Bus Going Bust – Part Two

The only way any public transportation system works is if there is real commitment.

A commitment from government to see it through, a commitment from agencies/contractors involved in the delivery and most of all from the ticket buyer.

Now everyone will be more than happy to sign on the pledge, but they have to think
State as a country, we will rely on public transportation, use it, and then people will follow suit.

This is the basic principle from each every policy must follow from.

The prevailing think

That if there is an event at the stadium, then the transportation system must involve itself immediately upon receiving information from organisers. The event organisers have an interest to bring people to the event and get them home. The attendees want to get to the event with the least hassle from multi-points with assurance of reasonable return. The transport operators are looking at revenue from the traffic, provide first view to new commuters who are taking public transportation just for the event and enhance their reliability.

Instead organisers would have to cajole and convince the operator to serve, and even if they did, it would be a reluctant one.

That in micro is what the general public gets – a reluctant and long drawn service.

It happens because not enough of those with an ability to improve the situation are driven by the issue. The transport provider is rarely proactive and information is not disseminated to the public in time.

Rarely do the transport provider employees go out of their way to guide people, tell people, advice people on best routes and means and considerately pass information back to the company – unless there media is present.

Local knowledge

The government must work with local units of transportation. Much of the information they have about transportation needs are based on who takes the service. They need to factor in the real localised needs of the people.

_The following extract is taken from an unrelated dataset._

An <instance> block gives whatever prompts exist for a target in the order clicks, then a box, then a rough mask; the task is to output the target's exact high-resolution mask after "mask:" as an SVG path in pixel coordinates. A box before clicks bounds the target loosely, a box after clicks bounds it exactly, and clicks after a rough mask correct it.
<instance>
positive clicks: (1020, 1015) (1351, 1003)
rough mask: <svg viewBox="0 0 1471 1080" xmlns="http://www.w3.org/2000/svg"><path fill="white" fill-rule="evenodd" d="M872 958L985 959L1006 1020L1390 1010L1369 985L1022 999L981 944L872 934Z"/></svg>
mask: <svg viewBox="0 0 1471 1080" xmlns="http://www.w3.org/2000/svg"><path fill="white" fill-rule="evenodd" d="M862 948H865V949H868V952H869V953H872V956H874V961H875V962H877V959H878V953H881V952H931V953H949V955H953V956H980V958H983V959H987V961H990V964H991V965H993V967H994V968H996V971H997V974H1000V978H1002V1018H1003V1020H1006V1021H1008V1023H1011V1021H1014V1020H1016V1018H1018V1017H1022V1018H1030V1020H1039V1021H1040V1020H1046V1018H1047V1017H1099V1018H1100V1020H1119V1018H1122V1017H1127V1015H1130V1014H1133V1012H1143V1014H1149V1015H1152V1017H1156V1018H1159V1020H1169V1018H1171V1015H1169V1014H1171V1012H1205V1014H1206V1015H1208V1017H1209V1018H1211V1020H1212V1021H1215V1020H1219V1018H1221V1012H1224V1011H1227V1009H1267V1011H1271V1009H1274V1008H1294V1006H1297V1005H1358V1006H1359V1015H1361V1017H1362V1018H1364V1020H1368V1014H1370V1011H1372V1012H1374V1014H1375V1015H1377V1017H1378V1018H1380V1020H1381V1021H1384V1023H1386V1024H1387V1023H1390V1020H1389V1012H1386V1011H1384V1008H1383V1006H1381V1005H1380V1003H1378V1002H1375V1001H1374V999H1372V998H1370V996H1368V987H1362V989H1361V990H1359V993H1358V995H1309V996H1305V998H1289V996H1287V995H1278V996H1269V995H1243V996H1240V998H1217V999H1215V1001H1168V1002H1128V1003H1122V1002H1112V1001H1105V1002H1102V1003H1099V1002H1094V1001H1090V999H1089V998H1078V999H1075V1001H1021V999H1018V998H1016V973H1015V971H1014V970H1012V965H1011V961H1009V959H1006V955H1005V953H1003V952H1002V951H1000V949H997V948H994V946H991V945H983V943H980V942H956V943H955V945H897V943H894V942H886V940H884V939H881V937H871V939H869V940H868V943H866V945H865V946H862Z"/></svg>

My area has horrendous public transport. It has driven people to near-suicide. Yet 1-2 km away through the inner taman roads is a major transportation hub, which most buses stop over at. It is Cheras’ corridor into the Dusun Tua villages.

Place a van service every 10 minutes, and there would be hordes of people from my 50 tamans to use it. We could co-share the large volume they can absorb – if there is a link-up.

But that is local knowledge. And you won’t get local knowledge if you are bent on only foreign consultants to solve your problems.

You have to make the distinction between technical and knowledge about advances, and the actual needs of people – which is lost in translation – because we are largely a top down nation. Initiatives like Local Agenda 21 talk about the community involved, but the whole involvement of people fails when we are unable to lubricate the process of information exchange.

The demand issue

We need to resolve the universal demand issue. This is obviously subsidiary to the commitment dimension introduced early here.

People don’t believe the Malaysian government wants to get them to work, school and play successfully and back.

For starters – to win broader appeal – , the various government departments in Putrajaya’s administration complex should be connected by buses. No one would need to get into a car into to get to another ministry – ministers included. It would be absolutely brilliant to see ministers arrive together.

In Singapore, the transportation system still relies heavily on buses. Buses are flexible. They carry 50 odd persons and they are not limited by the rail line or river lane – it only needs planning for the routes.

The demand is predicated on people’s confidence of the system.

Trains have had some success in Malaysia, because its basic information is more direct and simple, because the number of lines and stops are limited.

When I am overseas, I am acutely suspicious of their bus service. This is built by my own personal experience in Malaysia. I laugh-off their time schedule, as some sort of tall-tale. But the buses do come – on time.

The key point

Our transport woes – whether enforced by local knowledge or demand issues – centres around one element – trust, or the lack thereof.

Commuters don’t believe it works. What ruins things further are announcements of new initiatives here and there without having the will to see them through.

And you can’t have trust, if there is no honesty. Admit our weaknesses and explain what is possible in the short term and medium term.

Because as you zigzag the city for the raya season, one recurring observation are the bus-stops and the people waiting there, and the rare bus passing by. You can bet your last dollar, they are not there because they think public transportation is great. They would not be there if they could afford a private vehicle.